August 17, 2007 11:20 AM | Link to this

I am a Cobb Energy Centre volunteer, who worked the opera/orchestra event on Wednesday, 8/15. I am happy to say that everyone from whom I received feedback after the performance were very enthusiastic and seemed to enjoy themselves immensely. As I wished the departing patrons a pleasant evening, many responded to me that they had already had a terrific evening. That energizes all who work for the Centre - paid or volunteer - and increases our enthusiasm, commitment & passion for this facility, all that it stands for, and all that it can be to the community.

By James L. Paulk

August 21, 2007 11:19 AM | Link to this

I am just now catching up on my AJC reading after returning late last night from Seattle.

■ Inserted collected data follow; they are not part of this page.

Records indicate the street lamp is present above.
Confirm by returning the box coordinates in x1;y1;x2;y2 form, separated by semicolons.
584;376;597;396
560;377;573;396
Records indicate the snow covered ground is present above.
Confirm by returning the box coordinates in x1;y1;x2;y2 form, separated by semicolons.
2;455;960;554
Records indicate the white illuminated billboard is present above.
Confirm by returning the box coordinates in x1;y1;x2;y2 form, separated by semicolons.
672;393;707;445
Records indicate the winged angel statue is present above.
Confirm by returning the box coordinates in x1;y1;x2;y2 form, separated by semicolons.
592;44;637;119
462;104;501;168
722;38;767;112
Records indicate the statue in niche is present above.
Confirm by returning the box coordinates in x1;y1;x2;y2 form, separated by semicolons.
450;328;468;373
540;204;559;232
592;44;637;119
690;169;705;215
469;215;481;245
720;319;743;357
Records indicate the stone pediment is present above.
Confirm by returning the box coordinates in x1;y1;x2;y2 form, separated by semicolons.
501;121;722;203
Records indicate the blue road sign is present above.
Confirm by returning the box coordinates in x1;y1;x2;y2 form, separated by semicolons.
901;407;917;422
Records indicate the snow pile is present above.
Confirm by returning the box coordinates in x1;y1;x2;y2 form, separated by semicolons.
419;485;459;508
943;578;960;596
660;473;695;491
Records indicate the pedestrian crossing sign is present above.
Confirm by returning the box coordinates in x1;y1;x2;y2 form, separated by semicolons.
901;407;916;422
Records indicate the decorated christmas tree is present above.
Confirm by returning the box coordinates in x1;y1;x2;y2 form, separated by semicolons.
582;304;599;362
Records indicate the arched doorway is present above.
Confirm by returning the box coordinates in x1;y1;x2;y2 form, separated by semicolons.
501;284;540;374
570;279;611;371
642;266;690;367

Including, of course, your article about the Cobb Centre.

Rarely have I experienced so vivid a contrast as I did last week, when I went from the Cobb Centre on Wednesday night to the Seattle Opera House on Friday (for Wagner’s “Flying Dutchman”).

The venues are similar in size. The Seattle house is totally alive and favors the voice. The Cobb Centre is an improvement over the Atlanta Civic Center, but it was still pretty dead, and that was with the improvised shell.

I also had some reservations about some of the design features of the Cobb. It doesn’t seem to know whether it’s a Frank Gehry knock-off (the exterior) or a bit of 70’s kitsch (the chandeliers and some of the other fittings).